Taak: Het bestand uploaden voor uw aangepaste invoegtoepassing

In deze taak uploadt u het bestand met de naam KQL_DefenderExample.yaml dat u hebt gedownload in de sectie 'Voordat u begint' van deze oefening.

  1. Selecteer het bronpictogram in de promptbalk op de landingspagina van Copilot.

  2. Schuif in het venster Bronnen beheren omlaag totdat u bij de aangepaste invoegtoepassingen bent. Selecteer de knop Invoegtoepassing knop Invoegtoepassing toevoegen toevoegen. Hiermee opent u het venster Een invoegtoepassing toevoegen.

  3. Controleer in het venster Add a plugin of de instelling voor Who can use this plugin is set to Just me.

  4. Voor deze oefening selecteert u Copilot for Security Plugin , omdat dit de indeling is voor het YAML-bestand van uw aangepaste invoegtoepassing.

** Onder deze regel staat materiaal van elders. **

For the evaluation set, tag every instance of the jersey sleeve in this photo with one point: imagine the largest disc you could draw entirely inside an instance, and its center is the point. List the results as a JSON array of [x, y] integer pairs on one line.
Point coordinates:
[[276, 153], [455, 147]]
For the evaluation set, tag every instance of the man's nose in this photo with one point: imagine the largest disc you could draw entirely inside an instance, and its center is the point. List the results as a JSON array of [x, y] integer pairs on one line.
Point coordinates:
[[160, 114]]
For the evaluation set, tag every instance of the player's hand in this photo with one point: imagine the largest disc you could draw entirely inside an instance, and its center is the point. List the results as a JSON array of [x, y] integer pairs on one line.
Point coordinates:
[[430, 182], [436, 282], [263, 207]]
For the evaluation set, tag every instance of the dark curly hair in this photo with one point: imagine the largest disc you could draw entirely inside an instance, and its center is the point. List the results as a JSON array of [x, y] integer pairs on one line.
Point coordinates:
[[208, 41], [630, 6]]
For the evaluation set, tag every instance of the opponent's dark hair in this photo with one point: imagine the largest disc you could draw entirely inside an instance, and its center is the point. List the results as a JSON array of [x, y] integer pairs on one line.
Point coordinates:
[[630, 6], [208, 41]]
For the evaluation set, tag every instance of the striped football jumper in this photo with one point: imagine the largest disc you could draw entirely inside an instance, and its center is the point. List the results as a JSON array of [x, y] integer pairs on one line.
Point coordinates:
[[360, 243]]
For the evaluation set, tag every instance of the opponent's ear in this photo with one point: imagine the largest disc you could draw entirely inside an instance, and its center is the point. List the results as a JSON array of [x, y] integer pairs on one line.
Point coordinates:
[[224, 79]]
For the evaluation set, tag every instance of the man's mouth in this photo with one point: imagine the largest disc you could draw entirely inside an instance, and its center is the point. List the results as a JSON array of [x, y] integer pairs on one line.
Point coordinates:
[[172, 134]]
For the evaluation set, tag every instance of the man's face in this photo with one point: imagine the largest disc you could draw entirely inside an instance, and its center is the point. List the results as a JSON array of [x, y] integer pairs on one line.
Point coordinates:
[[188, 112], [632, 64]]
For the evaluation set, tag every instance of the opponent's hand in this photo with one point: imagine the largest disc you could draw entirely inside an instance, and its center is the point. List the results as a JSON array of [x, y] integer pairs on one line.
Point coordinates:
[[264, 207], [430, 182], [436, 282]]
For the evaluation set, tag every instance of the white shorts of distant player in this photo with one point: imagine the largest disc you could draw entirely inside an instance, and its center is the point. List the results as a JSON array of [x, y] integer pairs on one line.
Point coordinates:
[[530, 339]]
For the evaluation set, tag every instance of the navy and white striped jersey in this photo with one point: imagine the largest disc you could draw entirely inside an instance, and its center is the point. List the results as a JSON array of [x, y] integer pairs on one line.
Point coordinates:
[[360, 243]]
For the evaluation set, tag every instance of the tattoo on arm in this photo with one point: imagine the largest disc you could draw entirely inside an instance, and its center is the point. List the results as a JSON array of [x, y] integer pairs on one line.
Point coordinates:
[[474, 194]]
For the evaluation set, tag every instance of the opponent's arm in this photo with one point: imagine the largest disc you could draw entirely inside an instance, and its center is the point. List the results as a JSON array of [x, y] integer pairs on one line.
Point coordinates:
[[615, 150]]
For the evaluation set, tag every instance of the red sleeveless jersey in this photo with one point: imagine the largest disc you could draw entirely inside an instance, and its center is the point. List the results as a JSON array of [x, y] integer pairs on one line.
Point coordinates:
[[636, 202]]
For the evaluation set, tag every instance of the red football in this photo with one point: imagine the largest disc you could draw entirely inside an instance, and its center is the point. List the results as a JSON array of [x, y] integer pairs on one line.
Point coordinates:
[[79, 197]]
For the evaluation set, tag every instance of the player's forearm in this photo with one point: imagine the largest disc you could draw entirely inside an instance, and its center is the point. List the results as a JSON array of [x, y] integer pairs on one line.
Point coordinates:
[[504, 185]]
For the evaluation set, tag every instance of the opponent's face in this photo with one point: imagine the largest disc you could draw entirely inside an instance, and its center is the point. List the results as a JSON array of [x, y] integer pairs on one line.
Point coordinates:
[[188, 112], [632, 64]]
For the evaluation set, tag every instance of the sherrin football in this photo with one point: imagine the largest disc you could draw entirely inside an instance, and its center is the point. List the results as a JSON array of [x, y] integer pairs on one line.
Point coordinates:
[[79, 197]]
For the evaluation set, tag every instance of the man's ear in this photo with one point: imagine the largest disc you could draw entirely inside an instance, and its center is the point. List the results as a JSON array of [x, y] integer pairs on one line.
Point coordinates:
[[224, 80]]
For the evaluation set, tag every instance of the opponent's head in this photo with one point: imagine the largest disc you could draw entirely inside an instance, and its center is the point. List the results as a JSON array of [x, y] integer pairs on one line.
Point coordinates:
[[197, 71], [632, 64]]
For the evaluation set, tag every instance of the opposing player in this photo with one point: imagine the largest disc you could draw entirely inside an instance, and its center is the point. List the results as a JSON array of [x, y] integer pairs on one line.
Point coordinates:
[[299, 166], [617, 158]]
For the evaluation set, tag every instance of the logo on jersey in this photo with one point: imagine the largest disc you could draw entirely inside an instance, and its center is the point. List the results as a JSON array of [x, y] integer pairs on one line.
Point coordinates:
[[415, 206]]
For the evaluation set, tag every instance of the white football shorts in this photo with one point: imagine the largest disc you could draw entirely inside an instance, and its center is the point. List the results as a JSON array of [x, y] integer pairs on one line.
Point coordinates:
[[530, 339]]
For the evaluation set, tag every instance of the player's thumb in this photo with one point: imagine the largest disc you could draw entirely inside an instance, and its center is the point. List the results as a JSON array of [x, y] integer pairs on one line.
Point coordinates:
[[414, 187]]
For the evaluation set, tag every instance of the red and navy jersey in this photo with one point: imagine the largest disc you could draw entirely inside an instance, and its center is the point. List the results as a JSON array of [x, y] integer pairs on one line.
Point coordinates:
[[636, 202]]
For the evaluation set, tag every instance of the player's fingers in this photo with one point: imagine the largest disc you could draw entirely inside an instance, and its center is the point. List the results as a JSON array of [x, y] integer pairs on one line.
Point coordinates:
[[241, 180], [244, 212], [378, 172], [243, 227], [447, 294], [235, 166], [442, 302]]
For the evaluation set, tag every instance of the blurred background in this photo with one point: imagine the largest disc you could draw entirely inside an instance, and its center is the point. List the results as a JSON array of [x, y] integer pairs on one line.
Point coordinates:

  5. Selecteer bestand uploaden in het uploadvak dat wordt weergegeven en selecteer vervolgens het bestand dat u eerder naar uw lokale computer hebt gedownload, KQL_DefenderExample.yaml en selecteer Vervolgens Toevoegen.

  6. Op de pagina aangepaste invoegtoepassingen is de invoegtoepassing toegevoegd en ingeschakeld. Noteer de persoonlijke tag.

  7. Selecteer het pictogram Instellingen . Het instellingenpictogram toont basisgegevens van de invoegtoepassing. Noteer de naam en korte beschrijving. Dit is een eenvoudige voorbeeldinvoegtoepassing, dus er zijn geen configuratieparameters om te configureren. Als er API-sleutels of aanmeldingsreferenties vereist zijn voor de invoegtoepassing, is dit de locatie waar ze zouden worden geconfigureerd, zoals de oefening waarin u de Microsoft Sentinel-invoegtoepassing hebt geconfigureerd. Hier kunt u ook de invoegtoepassing verwijderen. Selecteer Annuleren om de pagina af te sluiten.

  8. Sluit het venster Bronnen beheren door de X in de rechterbovenhoek van het venster te selecteren.

Taak: De aangepaste invoegtoepassing testen

In deze taak controleert u of de mogelijkheid die door de invoegtoepassing is ingeschakeld, toegankelijk is via het promptpictogram en test u deze.

  1. Selecteer in de promptbalk het pictogram Prompts .

  2. Selecteer Alle systeemmogelijkheden weergeven.

  3. Schuif helemaal omlaag totdat u bij Mijn Voorbeeld Defender KQL-invoegtoepassing komt. Hieronder ziet u de naam van de invoegtoepassing: de mogelijkheid (prompt) die door de invoegtoepassing is ingeschakeld. Selecteer Laatste e-mailberichten ophalen per geadresseerde om de prompt uit te voeren. Voor toekomstige naslaginformatie kunt u zoeken op deze naam van de mogelijkheid (prompt).

  4. Voer het e-mailadres in van een gebruiker waarvan u de e-mail wilt controleren: nosv32@woodgrove.ms.

  5. Net als bij elke prompt kunt u het antwoord selecteren en vastmaken aan het speldbord, kunt u het delen, bewerken en meer.

Beoordelen

In deze oefening hebt u een aangepaste invoegtoepassing ingeschakeld door het YAML-bestand voor de invoegtoepassing te uploaden en vervolgens de mogelijkheid getest die door de invoegtoepassing wordt ondersteund.